Researchers develop a mathematical model to predict COVID-19 vaccine efficacy

Researchers at The University of Queensland have developed a mathematical model that can predict the efficacy of COVID-19 vaccines, potentially speeding-up the development of new vaccines.

The Queensland Brain Institute's Dr Pranesh Padmanabhan, working with researchers from the Indian Institute of Science produced a model that predicts the effectiveness of the antibody response in patients receiving one of eight major vaccines.

Dr Padmanabhan said the research established a framework for predicting the efficacy of new vaccines against future strains of the SARS CoV-2 virus.
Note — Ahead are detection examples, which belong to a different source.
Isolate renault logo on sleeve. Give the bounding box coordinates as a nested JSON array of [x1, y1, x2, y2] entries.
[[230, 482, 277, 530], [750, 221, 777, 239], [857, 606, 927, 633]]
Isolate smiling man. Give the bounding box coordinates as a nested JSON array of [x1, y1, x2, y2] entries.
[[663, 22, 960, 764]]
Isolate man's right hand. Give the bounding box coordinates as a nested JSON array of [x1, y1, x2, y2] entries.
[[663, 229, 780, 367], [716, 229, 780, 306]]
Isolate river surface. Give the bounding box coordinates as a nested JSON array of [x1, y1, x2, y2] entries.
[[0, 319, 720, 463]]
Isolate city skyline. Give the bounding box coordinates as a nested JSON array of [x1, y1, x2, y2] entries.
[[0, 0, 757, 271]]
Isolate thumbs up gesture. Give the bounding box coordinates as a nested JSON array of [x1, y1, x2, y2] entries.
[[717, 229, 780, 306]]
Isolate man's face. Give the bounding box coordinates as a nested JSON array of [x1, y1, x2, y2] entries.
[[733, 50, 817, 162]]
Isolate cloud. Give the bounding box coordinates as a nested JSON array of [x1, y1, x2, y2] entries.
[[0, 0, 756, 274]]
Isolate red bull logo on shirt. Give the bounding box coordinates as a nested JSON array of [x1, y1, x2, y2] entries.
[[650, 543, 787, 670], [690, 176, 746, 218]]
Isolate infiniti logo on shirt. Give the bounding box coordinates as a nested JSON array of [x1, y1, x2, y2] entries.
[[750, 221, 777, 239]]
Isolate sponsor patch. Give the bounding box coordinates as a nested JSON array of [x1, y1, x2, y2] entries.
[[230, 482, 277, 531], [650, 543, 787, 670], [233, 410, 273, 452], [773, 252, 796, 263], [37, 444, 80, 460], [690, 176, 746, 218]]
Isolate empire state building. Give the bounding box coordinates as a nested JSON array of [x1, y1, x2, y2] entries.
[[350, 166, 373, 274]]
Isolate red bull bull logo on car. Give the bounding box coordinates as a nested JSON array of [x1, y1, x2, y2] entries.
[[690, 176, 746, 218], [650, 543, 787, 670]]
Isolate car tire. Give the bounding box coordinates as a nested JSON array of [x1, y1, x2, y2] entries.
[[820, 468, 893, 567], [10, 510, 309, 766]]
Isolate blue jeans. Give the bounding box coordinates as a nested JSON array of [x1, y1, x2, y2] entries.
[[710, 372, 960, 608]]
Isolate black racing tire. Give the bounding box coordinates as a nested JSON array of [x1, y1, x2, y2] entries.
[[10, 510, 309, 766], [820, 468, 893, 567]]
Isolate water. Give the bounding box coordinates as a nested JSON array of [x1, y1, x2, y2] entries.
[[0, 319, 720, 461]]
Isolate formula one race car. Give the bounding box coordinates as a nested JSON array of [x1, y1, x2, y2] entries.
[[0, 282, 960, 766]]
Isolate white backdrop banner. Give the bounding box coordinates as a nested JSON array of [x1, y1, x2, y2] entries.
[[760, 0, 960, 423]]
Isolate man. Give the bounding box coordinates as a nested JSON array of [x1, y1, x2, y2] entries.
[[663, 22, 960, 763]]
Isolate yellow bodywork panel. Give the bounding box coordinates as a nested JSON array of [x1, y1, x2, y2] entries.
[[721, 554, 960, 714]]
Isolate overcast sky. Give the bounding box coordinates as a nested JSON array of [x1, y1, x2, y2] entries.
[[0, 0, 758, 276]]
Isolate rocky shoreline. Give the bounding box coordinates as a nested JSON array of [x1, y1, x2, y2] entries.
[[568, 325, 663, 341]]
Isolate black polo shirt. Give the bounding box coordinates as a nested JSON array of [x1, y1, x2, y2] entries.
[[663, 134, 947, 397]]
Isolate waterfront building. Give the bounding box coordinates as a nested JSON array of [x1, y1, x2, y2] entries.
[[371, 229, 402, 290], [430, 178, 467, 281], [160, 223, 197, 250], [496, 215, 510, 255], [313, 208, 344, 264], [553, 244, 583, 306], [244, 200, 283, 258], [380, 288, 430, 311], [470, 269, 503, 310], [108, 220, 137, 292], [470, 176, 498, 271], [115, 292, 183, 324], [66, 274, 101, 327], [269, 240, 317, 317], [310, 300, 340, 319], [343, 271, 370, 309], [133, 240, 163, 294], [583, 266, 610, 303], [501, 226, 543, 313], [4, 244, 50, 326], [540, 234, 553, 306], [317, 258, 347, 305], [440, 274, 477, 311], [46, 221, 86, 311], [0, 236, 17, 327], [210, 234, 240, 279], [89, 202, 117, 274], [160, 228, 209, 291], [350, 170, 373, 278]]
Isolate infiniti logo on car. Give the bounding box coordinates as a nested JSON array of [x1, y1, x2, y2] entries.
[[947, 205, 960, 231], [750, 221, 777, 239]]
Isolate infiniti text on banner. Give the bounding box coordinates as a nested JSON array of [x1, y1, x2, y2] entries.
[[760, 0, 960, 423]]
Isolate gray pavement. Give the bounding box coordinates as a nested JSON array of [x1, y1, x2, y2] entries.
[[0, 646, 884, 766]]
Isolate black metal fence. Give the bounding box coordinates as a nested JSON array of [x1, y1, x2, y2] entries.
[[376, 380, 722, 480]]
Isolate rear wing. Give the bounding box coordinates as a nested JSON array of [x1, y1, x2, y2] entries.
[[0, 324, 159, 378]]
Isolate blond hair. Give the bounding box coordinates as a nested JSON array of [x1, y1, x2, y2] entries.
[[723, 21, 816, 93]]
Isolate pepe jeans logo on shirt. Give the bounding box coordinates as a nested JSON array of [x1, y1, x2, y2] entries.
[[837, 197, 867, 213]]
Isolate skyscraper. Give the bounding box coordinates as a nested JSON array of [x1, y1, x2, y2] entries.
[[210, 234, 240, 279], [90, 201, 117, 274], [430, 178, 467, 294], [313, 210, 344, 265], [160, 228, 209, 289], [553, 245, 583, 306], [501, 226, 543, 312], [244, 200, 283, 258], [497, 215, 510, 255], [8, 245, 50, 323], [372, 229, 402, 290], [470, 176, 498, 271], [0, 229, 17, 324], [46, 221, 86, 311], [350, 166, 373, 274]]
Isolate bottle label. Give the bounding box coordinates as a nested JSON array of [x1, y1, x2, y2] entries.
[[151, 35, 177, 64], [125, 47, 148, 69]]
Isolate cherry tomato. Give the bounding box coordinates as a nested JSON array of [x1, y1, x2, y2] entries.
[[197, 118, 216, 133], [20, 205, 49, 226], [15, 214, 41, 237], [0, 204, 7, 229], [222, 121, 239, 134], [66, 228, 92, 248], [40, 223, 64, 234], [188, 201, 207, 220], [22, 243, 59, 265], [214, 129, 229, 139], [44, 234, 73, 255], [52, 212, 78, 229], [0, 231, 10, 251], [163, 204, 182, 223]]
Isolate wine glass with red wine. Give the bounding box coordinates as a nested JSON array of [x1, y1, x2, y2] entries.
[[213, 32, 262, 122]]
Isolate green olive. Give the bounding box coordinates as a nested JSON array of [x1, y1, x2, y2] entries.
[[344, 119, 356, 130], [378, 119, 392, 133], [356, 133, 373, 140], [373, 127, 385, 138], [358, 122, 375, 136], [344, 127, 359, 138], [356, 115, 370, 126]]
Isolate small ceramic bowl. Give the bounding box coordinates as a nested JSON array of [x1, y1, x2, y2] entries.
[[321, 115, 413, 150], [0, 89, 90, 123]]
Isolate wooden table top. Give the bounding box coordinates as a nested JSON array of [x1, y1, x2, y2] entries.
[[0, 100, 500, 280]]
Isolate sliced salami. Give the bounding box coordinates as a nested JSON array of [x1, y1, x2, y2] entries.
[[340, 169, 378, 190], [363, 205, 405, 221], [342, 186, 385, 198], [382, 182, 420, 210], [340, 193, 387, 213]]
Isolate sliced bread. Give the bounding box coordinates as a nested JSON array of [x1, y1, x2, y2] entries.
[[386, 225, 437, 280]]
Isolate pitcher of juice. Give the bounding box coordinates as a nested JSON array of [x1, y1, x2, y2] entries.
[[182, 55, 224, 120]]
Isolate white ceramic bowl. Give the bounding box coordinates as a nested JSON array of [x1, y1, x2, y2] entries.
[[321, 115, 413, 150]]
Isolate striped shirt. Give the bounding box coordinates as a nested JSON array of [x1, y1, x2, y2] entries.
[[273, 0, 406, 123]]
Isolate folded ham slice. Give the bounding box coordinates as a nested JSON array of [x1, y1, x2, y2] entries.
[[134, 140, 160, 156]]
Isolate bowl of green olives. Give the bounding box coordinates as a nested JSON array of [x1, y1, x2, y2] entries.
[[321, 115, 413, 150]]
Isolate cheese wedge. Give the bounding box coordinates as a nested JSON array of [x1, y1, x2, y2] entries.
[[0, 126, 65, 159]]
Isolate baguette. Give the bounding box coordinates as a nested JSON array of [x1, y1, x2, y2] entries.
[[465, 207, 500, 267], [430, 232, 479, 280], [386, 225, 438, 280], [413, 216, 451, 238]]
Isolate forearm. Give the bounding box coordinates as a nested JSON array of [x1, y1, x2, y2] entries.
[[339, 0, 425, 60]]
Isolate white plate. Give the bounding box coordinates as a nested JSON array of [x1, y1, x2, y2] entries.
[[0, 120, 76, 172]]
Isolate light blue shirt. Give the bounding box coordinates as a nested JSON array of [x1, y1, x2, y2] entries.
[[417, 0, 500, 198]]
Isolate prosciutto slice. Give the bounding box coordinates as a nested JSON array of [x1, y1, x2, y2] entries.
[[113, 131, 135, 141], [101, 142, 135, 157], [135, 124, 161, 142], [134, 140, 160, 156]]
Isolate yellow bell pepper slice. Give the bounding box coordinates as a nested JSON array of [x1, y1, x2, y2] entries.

The ability to predict vaccine efficacies could expedite vaccine development by helping shortlist promising candidates and minimize reliance on expensive and time-consuming clinical trials."

Dr Pranesh Padmanabhan, Queensland Brain Institute

Since the start of the COVID 19 pandemic, researchers and scientists have been scrambling to develop vaccines candidates to protect against the SARS-CoV-2 virus and keep ahead of its mutations.

Dr Padmanabhan and his colleague analyzed 80 individual antibodies from 20 studies to construct a mathematical model of SARS-CoV-2 antibodies.

"The model we developed reliably predicted the diversity of the antibody response within and across vaccinated individuals," he said.

They then analyzed clinical trial data for eight major vaccines and found a relationship between vaccine protection against SARS CoV-2 and the potential antibody response.

"The main predictions are the influence of vaccination on the severity of disease and the population-level protection conferred by the eight approved COVID-19 vaccines," Dr Padmanabhan said.

"Using this model, we aim to predict the efficacies of new vaccines against different variants without relying heavily on clinical trials."

Professor Narendra Dixit from the Indian Institute of Science said the major challenge was to understand and describe the vast variability in the antibody responses elicited by the vaccine.

"Overcoming this challenge would allow predicting the fraction of the vaccinated individuals who would generate strong enough responses to be protected from serious infection," Professor Dixit said.

"By deducing links between the activity of antibodies, its variability, antibody generation by vaccination, and the resulting protection conferred upon populations, our study offers exciting insights into the workings of COVID-19 vaccines."

This research was a result of an international collaboration between the Queensland Brain Institute and the Indian Institute of Science and was published in Nature Computational Science.

Comments

The opinions expressed here are the views of the writer and do not necessarily reflect the views and opinions of News Medical.
Post a new comment
Post

While we only use edited and approved content for Azthena answers, it may on occasions provide incorrect responses. Please confirm any data provided with the related suppliers or authors. We do not provide medical advice, if you search for medical information you must always consult a medical professional before acting on any information provided.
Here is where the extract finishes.